UK Safety professionals are urging the government to end its obsession with deregulating health and safety in the wake of the Grenfell Tower blaze.
More than 70 organisations and figures from the UK’s safety and health profession have jointly called for a political sea change in attitude towards health and safety regulation and fire risk management following the tragedy.
The collective has also pressed the government to complete its review of Part B of the Building Regulations 2010 – the regulations which cover fire safety within and around buildings in England – as a matter of urgency, and to include a focus on improved safety in the forthcoming Parliament.
The letter is signed by the Institution of Occupational Safety and Health (IOSH), Park Health & Safety, the Royal Society for the Prevention of Accidents (RoSPA) and the British Safety Council.
The Chartered Institute of Environmental Health (CIEH), Civil Engineering Contractors Association (CECA), International Institute of Risk & Safety Management (IIRSM), National Examination Board in Occupational Safety and Health (NEBOSH), Trades Union Congress (TUC) and Unite the union have also given it their backing, alongside senior health and safety professionals.
“We believe it is totally unacceptable for residents, members of the public and our emergency services to be exposed to this level of preventable risk in modern-day Britain,” the letter states.
“At this crucial time of national reflection and sorrow, we urge all politicians to re-emphasise the need for effective health and safety regulation and competent fire risk management. These are fundamental to saving lives and sustaining our communities.
“We believe it is vital that this disaster marks a turning point for improved fire safety awareness and wider appreciation that good health and safety is an investment, not a cost.”

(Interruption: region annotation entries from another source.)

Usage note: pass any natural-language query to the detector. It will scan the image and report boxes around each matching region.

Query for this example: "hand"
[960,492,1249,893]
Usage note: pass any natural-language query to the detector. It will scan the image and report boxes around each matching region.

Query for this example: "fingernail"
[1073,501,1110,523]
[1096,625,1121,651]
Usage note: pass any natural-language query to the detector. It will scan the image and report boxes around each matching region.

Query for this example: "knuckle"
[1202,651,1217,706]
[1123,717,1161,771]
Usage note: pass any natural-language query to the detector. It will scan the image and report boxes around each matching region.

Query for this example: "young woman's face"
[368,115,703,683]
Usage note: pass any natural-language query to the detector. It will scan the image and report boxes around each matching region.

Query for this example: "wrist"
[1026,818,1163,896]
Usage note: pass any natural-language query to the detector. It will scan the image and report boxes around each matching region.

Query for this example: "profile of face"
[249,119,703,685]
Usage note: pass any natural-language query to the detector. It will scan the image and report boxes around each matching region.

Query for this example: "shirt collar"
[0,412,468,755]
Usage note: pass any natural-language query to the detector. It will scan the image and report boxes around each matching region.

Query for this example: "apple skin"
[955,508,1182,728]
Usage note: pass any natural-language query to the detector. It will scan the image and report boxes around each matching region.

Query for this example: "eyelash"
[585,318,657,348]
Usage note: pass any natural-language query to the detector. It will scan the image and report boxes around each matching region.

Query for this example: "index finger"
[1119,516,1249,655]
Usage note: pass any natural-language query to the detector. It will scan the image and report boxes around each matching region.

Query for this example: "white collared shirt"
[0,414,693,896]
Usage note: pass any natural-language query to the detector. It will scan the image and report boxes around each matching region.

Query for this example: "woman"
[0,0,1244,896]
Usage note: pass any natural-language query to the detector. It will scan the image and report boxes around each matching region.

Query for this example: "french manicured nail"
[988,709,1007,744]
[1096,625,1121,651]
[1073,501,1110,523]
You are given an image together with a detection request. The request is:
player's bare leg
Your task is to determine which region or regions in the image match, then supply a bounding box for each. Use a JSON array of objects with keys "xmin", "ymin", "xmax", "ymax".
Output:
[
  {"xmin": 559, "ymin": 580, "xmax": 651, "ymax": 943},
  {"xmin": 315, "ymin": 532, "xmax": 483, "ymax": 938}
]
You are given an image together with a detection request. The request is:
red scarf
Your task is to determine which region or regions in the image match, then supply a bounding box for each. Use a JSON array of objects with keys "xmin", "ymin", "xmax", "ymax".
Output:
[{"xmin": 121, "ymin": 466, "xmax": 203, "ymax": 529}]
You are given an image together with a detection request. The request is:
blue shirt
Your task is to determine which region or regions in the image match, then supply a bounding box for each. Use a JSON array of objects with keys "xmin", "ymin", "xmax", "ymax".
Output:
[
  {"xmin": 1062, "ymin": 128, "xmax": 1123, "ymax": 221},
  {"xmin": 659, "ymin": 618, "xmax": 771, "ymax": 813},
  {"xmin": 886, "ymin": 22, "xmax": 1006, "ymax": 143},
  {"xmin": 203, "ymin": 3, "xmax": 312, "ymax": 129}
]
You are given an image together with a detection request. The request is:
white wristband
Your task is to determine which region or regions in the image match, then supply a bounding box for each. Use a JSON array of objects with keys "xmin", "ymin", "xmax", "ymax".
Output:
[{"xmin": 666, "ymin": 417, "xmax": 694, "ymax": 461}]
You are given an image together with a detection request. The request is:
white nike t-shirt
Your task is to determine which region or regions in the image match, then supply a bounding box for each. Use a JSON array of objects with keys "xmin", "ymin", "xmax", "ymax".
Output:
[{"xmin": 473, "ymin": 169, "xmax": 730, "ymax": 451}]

In calling on the UK government to complete its review of Part B of The Building Regulations 2010, the signatories add: “Together, we offer our organisations’ support in undertaking the review – we all have valuable links to experts in this area who can advise on best regulatory outcomes. In the meantime, we welcome the government’s commitment to act and to implement the interim findings of the forthcoming public inquiry.
“You have it in your power to remove immediately a further risk to people at work and outside of the workplace – unwise deregulation – which threatens public and worker safety.
“We, leaders in health and safety in the UK, call on you to scrap the government’s approach to health and safety deregulation and think again.”